La vittoria era infine arrivata alla Roue Tourangelle a Tours (foto Bruno Bade) Alla Milano-Torino, secondo dietro Cavendish. Era stato piazzato anche ad Almeria, battuto da Kristoff Nel 2022, Bouhanni ha preso parte alla Tirreno-Adriatico, completando solo 4 tappe. Qui a Marmore
Tre mesi fermo
Tornare a casa. Avere intorno qualcuno di fiducia che prenda in mano la situazione. Il team manager che contatta un neurochirurgo in Francia, che per fortuna lo tranquillizza. Dopo aver ricevuto il risultato della tac infatti, la dottoressa parigina è più rassicurante di quanto siano stati i colleghi all’ospedale di Smirne.
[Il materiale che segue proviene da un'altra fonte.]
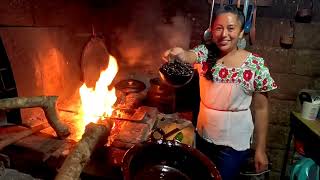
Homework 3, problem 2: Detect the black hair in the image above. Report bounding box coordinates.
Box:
[205,5,245,80]
[212,5,245,30]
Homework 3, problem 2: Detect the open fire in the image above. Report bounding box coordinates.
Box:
[77,56,118,139]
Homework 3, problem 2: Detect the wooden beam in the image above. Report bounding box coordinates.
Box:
[0,96,70,138]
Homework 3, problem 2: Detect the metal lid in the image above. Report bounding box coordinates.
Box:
[115,79,146,93]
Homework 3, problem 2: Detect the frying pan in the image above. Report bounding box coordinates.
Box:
[122,129,221,180]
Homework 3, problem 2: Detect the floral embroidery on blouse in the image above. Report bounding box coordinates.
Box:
[192,45,277,92]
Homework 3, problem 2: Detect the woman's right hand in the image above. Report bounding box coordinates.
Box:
[163,47,186,62]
«Il rischio di paralisi – sorride ora per il pericolo scampato – si è trasformato nella necessità di tenere per due mesi il busto senza poter muovere la testa. Poi saranno necessari altri esami per valutare cosa fare. Quel che è certo è che dovrò stare per tre mesi senza sport. Non c’è bisogno di dire altro per descrivere il resto della mia stagione. Avevo lavorato duramente per rientrare dopo la commozione cerebrale all’inizio dell’anno e invece siamo di nuovo qui. Adesso però penso alla salute, nessuna fretta. Per cosa? Offrirei in cambio le mie 70 vittorie, perché il ciclismo è una cosa, la vita un’altra. Mentalmente, è molto difficile accettare quello che mi sta succedendo. Sento già intorno a me dire: ”Sei un combattente, ne uscirai e tornerai”. Dopo un po’ però ti dici che non sei Superman. Quello che mi fa impazzire è che questo è successo in una gara UCI. Allora penso che quei signori che ci danno lezioni dietro le loro scrivanie, dovrebbero finalmente dare un’occhiata seria alla sicurezza dei corridori».